Employees can also propose larger ticket learning experiences, if they’re so inclined. Additionally, Mahimker says the company is willing to put time into training green engineers through a dedicated internal accelerator program.

Mahimker says the educational mission of the company helps to draw some employees in, as well, but that’s not always much help when competing against Shopify or Google for a senior full-stack developer.

As the team grows, Prodigy is also eyeing the prospect of a Toronto satellite office — but not one in the U.S. just yet.

Above: Employees talk and drink champagne at a Prodigy office party.

“We have considered it,” says Mahimker, “But it’s actually a lot better to be based in Canada.
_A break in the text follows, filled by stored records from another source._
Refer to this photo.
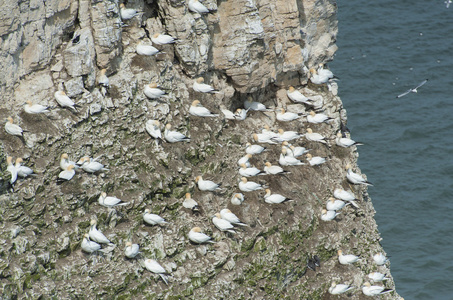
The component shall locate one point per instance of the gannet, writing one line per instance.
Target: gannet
(221, 224)
(334, 204)
(355, 178)
(249, 171)
(65, 162)
(68, 173)
(127, 13)
(337, 289)
(241, 114)
(22, 171)
(328, 215)
(256, 106)
(153, 128)
(103, 79)
(245, 160)
(196, 236)
(376, 276)
(274, 198)
(154, 267)
(380, 259)
(315, 160)
(91, 165)
(414, 90)
(297, 97)
(237, 199)
(317, 118)
(131, 250)
(249, 186)
(273, 170)
(11, 169)
(284, 136)
(284, 116)
(110, 202)
(196, 109)
(189, 203)
(254, 149)
(286, 160)
(162, 39)
(152, 91)
(174, 136)
(314, 137)
(96, 235)
(347, 259)
(226, 214)
(374, 290)
(206, 185)
(196, 6)
(345, 142)
(199, 86)
(153, 219)
(148, 50)
(89, 246)
(31, 108)
(13, 129)
(64, 101)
There is a lot of talent here, the war for talent is more intense in Silicon Valley.”

Mahimker also says the people working in Silicon Valley tend to be more transient, moving from job to job after only a year or so at a given company.

“It’s a stable environment and culture,” he say, adding: “There is some government support available so when we were initially starting out, we got a few government grants that helped get us off the ground, and that in combination with friends and family funding has allowed us to essentially bootstrap and we haven’t had to look externally for any VC money.”

He also notes that the cost of living and the cost of labour is a lot lower than in places like Silicon Valley.

Still, for all its upsides, Prodigy no doubt wishes there were more grown-up math wizards on the market — and unlike most Canadian startups that gripe about the hiring situation, at least Prodigy is working on a fix.

If the company sustains its growth, the day will come not too far in the future when one of its former wizard trainees does enter its doors; a fitting conclusion to Prodigy’s ongoing quest to bring more kids into the STEM fold.